Waiting for the Barbarians


Waiting for the Barbarians (1980) by J.M. Coetzee is the first-person narrative of a magistrate in a fictional settlement at the frontier of an empire plagued with rumors that the indigenous people, the "barbarians," are planning an invasion. Those captured are tortured or killed, and the magistrate finds himself at odds with the empire's bloody campaign, partly because of his relationship with an indigenous girl who has been blinded by her torturers. Due to his growing opposition to the methods of colonialism and his empathy, the magistrate shifts from the side of persecutor to that of the persecuted.

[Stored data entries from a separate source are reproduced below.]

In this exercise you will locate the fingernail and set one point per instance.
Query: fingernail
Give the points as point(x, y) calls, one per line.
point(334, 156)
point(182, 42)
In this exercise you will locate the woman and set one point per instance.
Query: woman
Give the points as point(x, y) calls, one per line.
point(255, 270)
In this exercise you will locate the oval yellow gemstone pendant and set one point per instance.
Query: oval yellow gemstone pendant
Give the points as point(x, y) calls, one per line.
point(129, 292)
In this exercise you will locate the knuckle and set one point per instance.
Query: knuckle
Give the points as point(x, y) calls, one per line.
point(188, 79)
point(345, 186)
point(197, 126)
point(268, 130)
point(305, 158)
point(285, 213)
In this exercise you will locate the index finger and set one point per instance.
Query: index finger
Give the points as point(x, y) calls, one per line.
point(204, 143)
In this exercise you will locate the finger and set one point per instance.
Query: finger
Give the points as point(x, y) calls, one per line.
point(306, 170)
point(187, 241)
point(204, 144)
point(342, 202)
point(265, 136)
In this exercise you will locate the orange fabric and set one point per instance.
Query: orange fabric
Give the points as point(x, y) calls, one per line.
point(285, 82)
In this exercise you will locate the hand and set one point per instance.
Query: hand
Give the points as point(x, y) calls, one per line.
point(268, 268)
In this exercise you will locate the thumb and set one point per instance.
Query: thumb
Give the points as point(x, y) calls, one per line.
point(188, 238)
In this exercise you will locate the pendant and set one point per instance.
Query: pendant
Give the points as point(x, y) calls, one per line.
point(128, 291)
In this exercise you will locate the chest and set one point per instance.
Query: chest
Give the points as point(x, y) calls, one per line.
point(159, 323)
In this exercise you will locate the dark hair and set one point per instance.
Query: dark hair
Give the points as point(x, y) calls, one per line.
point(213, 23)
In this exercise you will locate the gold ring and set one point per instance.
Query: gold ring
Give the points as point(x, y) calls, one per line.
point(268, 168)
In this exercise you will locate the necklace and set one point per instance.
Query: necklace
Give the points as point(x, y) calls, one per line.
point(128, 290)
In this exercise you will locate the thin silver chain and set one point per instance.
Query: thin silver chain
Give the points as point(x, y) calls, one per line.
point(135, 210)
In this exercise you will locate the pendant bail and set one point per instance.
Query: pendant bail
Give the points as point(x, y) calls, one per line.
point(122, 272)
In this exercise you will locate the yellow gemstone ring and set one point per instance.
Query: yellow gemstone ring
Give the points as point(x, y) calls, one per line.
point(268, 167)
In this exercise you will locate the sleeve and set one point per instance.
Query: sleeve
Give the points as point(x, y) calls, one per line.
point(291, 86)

The style of prose, austere and penetrating, reminded me more of Cormac McCarthy's work than other Coetzee novels, specifically McCarthy's Blood Meridian (1985) and The Road (2006). Coetzee is extraordinary for his striking accuracy in conveying through language the nuances of thought and feeling and action, giving the reader a vivid picture from which to draw meaning. I enjoyed Coetzee's delivery of this story and the language more than the tale itself. The novel is effective in how it brings the reader into another man's head, in a way that only a book can. Which is why I'm not so interested in seeing Ciro Guerra's film based on the novel (starring Mark Rylance, Johnny Depp, Robert Pattinson, and Gana Bayarsaikhan), which already has poor reviews following its premier at the Venice Film Festival in September 2019. The film is set to be released in August 2020, and while it may soon be forgotten, the novel has already become a classic, included in Penguin's list of the twenty greatest books of the 20th Century.